This course examines mobile food networks as a method to research and map the contemporary city. It builds off the project Moveable Feasts https://sh-streetfood.org/, which examines Shanghai’s street food cultures and heritage. In Shanghai, over the past few years, there has been an enormous transformation in the way the city feeds itself. Street food stalls, restaurants and marketplaces have all migrated online. This tendency towards virtualization was intensified by the Coronavirus pandemic, when, during lockdown, people used their phones to order food, which was delivered straight to their door.
This course treats mobile food delivery as a media infrastructure. It examines how these new delivery systems form part of a distributed urban ecosystem that underlies the emergence of a Sentient City.

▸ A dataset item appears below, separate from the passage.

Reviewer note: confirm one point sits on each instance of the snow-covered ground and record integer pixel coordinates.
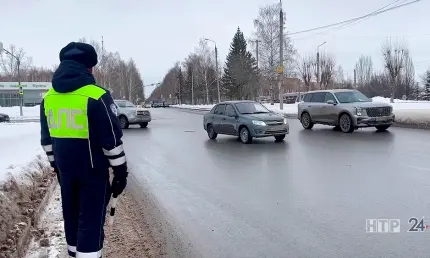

Students will use the tools of critical cartography and digital storytelling to explore the cultural, economic and political issues that are raised by the explosive growth of mobile food delivery. Research topics include the economics of company platforms; logistical networks; the reorganization of food production; the socio-economic conditions of delivery workers; changing cultural habits of urban residents; the shifts in the city’s built environment as well as the design of the apps themselves.
Anna Greenspan is an Assistant Professor of Contemporary Global Media in the Interactive Media Arts program at NYU Shanghai. Her research focuses on urban Asia, emerging media and mobile food.